John Mee, supply chain director at Hy-Tech Logistics, a technology company that specialises in warehouse management software, has first-hand experience at the coalface. “I see huge paper-laden trails flowing through the distribution process,” he told siliconrepublic.com. “SMEs are a little blinkered and uneducated; sometimes they tend to operate in a business silo and don’t see the connectivity forwards and backwards. They don’t always understand what optimal supply chain management is about. That’s where GS1 comes in, helping educate them.”
Jim Bracken, director of GS1 Ireland, said SME adoption was a problem across Europe but remained optimistic that adoption would increase, largely driven by retailers that will expect their suppliers to follow them into more efficient processes.
Spencer Marlow, marketing director of e-business specialist Sterling Commerce, believed the SME sector is vital to the bigger picture. “The volume and value will only reach across the entire supply chain when SMEs engage and for that to happen the complexity has to be removed.”
He said supply chain improvement was as much about the evolution of business process networks as technology and identified data quality in the as one of the biggest obstacles. Peter Jordan, director of international business-to-business strategy for Kraft Foods, picked up the theme. He talked of the need for “data synchronisation”, ensuring that retailer and supplier were sharing the same product information.

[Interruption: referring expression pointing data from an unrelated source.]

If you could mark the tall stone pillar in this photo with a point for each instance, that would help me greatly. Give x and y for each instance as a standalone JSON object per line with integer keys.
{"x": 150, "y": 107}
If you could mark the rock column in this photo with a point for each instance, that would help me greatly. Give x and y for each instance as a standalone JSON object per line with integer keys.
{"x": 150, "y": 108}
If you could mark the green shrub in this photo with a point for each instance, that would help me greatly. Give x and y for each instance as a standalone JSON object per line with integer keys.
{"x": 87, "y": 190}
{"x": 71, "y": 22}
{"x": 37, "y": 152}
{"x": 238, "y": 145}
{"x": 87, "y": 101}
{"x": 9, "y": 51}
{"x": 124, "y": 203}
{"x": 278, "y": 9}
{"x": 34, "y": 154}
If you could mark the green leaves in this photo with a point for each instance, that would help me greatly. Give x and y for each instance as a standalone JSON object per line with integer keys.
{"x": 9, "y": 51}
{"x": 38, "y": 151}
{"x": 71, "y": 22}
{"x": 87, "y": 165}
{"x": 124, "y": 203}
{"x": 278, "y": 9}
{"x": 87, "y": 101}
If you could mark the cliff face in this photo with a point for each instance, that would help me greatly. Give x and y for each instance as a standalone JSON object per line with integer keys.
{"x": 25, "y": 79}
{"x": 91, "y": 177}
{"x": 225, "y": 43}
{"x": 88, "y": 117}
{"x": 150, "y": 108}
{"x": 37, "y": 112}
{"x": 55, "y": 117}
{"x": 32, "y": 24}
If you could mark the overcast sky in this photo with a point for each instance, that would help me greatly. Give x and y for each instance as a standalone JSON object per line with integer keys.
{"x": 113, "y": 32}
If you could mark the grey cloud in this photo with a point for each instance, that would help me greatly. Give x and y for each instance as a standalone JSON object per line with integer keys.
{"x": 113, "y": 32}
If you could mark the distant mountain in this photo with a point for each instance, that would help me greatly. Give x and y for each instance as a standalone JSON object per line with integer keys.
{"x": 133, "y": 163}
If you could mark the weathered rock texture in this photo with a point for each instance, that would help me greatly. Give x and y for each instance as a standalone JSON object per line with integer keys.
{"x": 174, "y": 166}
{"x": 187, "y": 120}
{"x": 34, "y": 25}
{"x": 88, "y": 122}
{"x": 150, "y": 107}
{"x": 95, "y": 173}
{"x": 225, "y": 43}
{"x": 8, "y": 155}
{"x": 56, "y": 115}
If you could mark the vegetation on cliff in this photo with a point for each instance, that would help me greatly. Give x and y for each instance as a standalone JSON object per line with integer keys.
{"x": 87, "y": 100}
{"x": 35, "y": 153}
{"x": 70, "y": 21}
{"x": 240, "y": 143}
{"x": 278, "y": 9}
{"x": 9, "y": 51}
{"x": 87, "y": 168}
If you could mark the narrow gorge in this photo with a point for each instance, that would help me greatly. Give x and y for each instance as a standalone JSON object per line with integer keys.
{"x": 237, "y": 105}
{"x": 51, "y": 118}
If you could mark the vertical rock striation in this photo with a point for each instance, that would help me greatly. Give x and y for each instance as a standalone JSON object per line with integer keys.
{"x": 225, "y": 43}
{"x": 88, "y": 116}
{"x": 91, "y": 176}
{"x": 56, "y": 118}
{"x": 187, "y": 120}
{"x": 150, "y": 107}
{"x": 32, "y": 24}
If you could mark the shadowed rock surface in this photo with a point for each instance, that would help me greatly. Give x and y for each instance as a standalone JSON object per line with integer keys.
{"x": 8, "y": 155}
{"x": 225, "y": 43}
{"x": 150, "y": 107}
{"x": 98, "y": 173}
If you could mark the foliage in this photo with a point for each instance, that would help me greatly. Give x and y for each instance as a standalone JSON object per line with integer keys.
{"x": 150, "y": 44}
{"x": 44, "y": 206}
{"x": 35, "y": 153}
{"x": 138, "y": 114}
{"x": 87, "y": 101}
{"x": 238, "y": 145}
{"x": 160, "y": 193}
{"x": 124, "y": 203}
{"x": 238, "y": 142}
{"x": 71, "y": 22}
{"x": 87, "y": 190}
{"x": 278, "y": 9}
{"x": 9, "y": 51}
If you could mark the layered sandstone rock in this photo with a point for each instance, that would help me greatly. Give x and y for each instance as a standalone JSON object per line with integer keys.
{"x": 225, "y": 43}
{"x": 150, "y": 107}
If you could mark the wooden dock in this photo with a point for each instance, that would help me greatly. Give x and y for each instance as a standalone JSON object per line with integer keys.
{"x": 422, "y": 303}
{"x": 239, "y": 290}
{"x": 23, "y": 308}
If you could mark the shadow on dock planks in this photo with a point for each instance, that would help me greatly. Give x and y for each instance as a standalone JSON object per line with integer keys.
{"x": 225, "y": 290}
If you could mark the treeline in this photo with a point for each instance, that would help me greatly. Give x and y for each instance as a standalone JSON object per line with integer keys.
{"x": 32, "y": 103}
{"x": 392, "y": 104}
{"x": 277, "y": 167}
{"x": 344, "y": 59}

When it goes wrong, fast-moving goods end up on slow-moving shelves, for example, and the supply chain starts to falter.
He talked about Kraft’s latest undertaking, building a data pool that pushed the information on to the retailer. “We’ve spent 25 years trying to get hold of decent EPOS [electronic point of service] data from retailers,” he said. “Building a data pool is complicated, with huge difficulties, so start now!”